I had already prepped the old window sill by filling the voids with thickened epoxy. I used System Three epoxy and silica filler from my local Woodcraft store, and was quite pleased with it. They have three different hardeners from which to choose, depending on how fast you want it to cure. The stuff is mixed in a 2:1 resin:hardener ratio, so I bought a quart of resin, a pint of the #2 (medium cure time) hardener, and two quarts of silica thickener. Total cost was about $75. That was enough to repair this window and two more less-needy ones, and I still have about a fourth of the epoxy left over.

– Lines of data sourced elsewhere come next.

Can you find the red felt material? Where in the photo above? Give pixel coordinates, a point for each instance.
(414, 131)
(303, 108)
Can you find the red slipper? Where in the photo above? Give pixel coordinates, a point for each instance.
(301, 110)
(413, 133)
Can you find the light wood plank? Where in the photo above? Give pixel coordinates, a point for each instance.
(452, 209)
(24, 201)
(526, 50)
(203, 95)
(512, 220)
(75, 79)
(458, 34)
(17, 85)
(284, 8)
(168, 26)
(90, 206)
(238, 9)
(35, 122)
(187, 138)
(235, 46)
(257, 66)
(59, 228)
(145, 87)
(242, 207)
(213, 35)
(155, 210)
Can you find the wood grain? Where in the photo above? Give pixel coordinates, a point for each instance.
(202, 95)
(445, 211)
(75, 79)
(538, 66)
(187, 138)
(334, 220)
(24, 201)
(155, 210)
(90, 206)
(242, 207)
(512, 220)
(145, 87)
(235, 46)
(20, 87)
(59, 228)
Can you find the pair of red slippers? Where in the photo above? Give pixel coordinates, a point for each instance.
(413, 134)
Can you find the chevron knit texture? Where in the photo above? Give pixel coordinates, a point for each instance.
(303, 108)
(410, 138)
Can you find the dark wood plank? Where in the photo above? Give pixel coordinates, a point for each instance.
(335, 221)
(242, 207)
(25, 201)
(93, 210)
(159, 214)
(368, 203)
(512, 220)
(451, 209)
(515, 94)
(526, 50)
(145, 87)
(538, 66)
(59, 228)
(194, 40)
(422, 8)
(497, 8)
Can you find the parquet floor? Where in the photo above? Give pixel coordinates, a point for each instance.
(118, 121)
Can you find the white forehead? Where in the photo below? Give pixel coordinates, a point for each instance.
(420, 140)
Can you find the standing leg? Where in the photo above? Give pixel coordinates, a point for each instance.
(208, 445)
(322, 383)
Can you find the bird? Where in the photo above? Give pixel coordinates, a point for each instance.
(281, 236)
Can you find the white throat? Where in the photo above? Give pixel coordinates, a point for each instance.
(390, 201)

Borrowing a page from Roamer46's book, I first wet out the bare wood with unthickened epoxy, using a disposable acid brush. It penetrated the wood surprisingly well (unlike the 5-minute variety that I'm accustomed to) forming a nice waterproof barrier. Then I added the silica thickener to the epoxy, and troweled the resulting paste into the voids, using a disposable wooden paint stirrer. The next morning, after the epoxy had cured, I ground down any high spots with a 60-grit sanding pad on my oscillating multi-tool, and also roughed up the low spots for better adhesion. Then where needed, I used both round and straight saw blades on the multi-tool to re-cut the grooves for the weatherstripping.
The last prep step was to apply and sand ordinary spackling compound, for smooth flat surfaces. Sorry, no pics of the prep stages, as I was in a major hurry to get this thing done.
After all the prep work, actually installing the new sill pieces was a breeze. For the sill plate, I wet out the edges of both the old sill and the replacement plate, stuck them together, and nailed the replacement plate down to the 2x4 underneath. The nose piece went on next using the same process, except it was simply clamped on while the epoxy cured.
The pic below shows the sill with the new pieces already installed and caulked. It was taken at 8:48 AM last Saturday. Notice the red & white tent in the background? My twins' high-school graduation party was scheduled to start at 3:00 PM that very day!
On went a quick coat of latex paint, despite the spackling compound still being a bit soft -- the humidity had been almost 100% overnight. Installing the new sashes took just a few minutes with some help from my son, and we were done by 1:30. Good as new, and ready for the big party, with 90 minutes to spare!